Hi,I,ve been married for 23 years but seperated for the last 3 and a half years, not started divorce proceddings yet. Since leaving the family home ive been paying half the mortgage and life insurance and renting a house for 3 years. I have a son aged 20 who works full time and a daughter aged 22 who is abroad on a gap year. The ex wife finally agreed to put the house up for sale 18 month ago in which time we have had no offers, wife insists on it been priced more than the estate agents recommmended,we agreed at the time that she would recieve 10k more of the equity than me and all contents. Equity would be approx 130k between us. As it does not look like the house is going to sell any time soon in the present market and ex is not helping i offered to buy her out. I based the offer on the basis of above details but she has now said she is entitled to 60/40 split, is this true ? I could not afford a mortgage for that amount. I think she will drag this on for as long as possible and i can not afford to waste money on rent any more i just want a place of my own to call home. Could i move back into family home until sale, it is a 3 bed detached so there is 2 spare rooms as the son lives with his girlfriend. I,ve tried to keep solicitors out of this but it seems she wants to go down this road. I think we will both lose money but she says that she will get legal aid even though she works full time so is not bothered about costs. Is this true? Also am i right in believing that any legal aid would have to be repaid out of any money she gets from house sale? My wage is £1850 per month take home and wifes is £1000. I,m so confused and fustrated so any advice would be a great help. Thanks
The equity split depends on lots of info. For a start, it will consider your current and potential earnings, your ages, pensions and debts. There is no right or wrong, that one party has to get a set percentage of the assets or not. Usually the main factor that decides a larger share of assets is dependent children, but that doesn''t seem to be the case here. The main considerations should be your earning capacities. If you can post all the above info then you''ll get clearer advice.
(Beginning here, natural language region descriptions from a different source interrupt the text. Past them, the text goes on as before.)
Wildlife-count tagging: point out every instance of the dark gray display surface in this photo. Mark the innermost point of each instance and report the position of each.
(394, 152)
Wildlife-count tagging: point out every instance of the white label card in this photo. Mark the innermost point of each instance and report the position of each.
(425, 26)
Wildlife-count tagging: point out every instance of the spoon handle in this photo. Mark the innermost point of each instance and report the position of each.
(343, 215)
As for moving back in ..... Yes you could in theory. However your wife may cite the fact that you have been absent so long as a reason for you not to return. It could get nasty. However you are still paying half the mortgage so this puts you n a stronger position, if there is resistance to you returning then you could stop paying your half on the grounds of your wife''s sole occupancy of the property.
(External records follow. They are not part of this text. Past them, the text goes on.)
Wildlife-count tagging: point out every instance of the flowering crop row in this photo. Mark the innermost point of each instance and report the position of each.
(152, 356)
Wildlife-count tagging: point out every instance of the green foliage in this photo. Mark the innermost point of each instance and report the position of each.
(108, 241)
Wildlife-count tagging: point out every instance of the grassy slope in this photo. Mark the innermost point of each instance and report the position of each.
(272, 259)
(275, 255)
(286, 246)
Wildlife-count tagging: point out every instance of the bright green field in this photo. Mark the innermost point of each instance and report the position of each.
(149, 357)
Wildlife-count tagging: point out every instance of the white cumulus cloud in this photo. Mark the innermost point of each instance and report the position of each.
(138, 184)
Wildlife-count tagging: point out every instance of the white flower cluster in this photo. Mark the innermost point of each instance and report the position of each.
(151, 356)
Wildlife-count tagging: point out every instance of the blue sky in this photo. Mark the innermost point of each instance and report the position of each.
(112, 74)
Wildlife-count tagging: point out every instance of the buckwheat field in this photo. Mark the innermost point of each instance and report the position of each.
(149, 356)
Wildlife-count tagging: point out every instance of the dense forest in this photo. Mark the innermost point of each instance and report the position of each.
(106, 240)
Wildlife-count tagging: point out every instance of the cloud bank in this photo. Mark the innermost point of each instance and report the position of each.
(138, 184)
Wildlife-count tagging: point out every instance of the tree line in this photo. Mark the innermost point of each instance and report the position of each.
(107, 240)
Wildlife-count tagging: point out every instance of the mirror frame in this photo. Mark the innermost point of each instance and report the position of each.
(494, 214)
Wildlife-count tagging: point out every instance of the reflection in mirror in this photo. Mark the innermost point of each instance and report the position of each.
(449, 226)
Hi Happyagain, thanks for your quick advice. Here is a bit more info. I,m aged 47 and wife is 41. I have a works pension of 23 years and wife has small pension, dont know how much they are worth but realise they will be put into 1 pot and split, i,m happy to do this. We have no other debts other than mortgage. We both had a Isa with £6000 in when we split and an endowment which again we split 50/50. We both ended up with approx £12k. My half of mortgage is £145 per month, my rent is £450 plus bills. My take home pay is £1850 wifes is £1000 plus any overtime which she does. I know moving back in is not really the thing to do i thought if i mentioned it to the ex it might move things on a bit because i think its gone on long enough.If i stopped mortgage payment this may effect my chance of getting a one of my own later ? Is legal aid repayable ? Cheers
Do you have a Consent Order or court order? If not then getting one would be your first priority.
After 3 years absence you will most likely not be able to move back. It is still your house but it is not your home. Your ex has a right to her privacy which after such a long time, will trump your right to live there or even to enter the property.
Well you need some resolution and in your circumstance it would appear that you are going to have to go to court.
I think she would find it difficult to get legal aid and I also think that you could self rep.
You have, in my view, a sensible idea re buying your wife out - I think that you need to get three independent valuers and get her to pick one and then you both pay half the costs.
You have already split some of the marital assets and hopefully the courts will take that into account. The children are both off your hands and are not dependents and if you can buy her out with a 50/50 split it will make things possible for both of you - she will then have the option of whether she wants to buy or rent.
You have been responsible regarding paying your half of the debt but carry on and it is only being a benefit to her and not you also.
In family proceedings generally each party is responsible for their own legal costs unless there is misconduct during the divorce.
I think that you have little option but to take this to court. You need a copy of your mortgage eligability and to produce this to court.
You can''t get blood out of a stone so it is pointless your wife saying she wants 60/40 when the house is not selling (overpriced and market conditions). I would also offer her part of your pension.
Hopefully in this way you will be able to get out of this.
The money that you have already split is to a large extent history (and may already have been spent). I think it worth mentioning however in a statement of issues if you take this to court.
There is something else you could offer which is that she stays in the house, indemnifies you against the mortgage, you keep all your pension and both of you get on with your lives.
It might be that the mortgage company comes after you at the end of the term of the mortgage but if you have no capital assets there will be nothing for them to attach the joint debt against.
Offer that and she might then think that your first option to buy her out is the most sensible one as in that way she will get lots of cash and no responsibilites - that I believe will get you want you both need - urgent resolution to all of this.
I would also tell her that you are not prepared indefinitely to keep on paying half the mortgage debt when you have already split the endowment and other assets and you have no rights of occupation and probably in any case do not want to move back.
Hi,although we been seperated so long we have not done anything legal wise, think i should now.I wanted to sell the house first then think about divorce but it looks like that was a mistake. Every thing was amicable until i,ve tried to move the house sale on , i am just fustrated now after renting for 3 years and can see no end to it. Offered to buy her out , she would have money to buy another house with small mortgage and i would move back into family home until it sold and would not waste even more money on rent , but now she is askin for bigger share of equity. If she is legally entitled to it fair enough i will try to raise extra funds but i need to try and find out if it is true or not.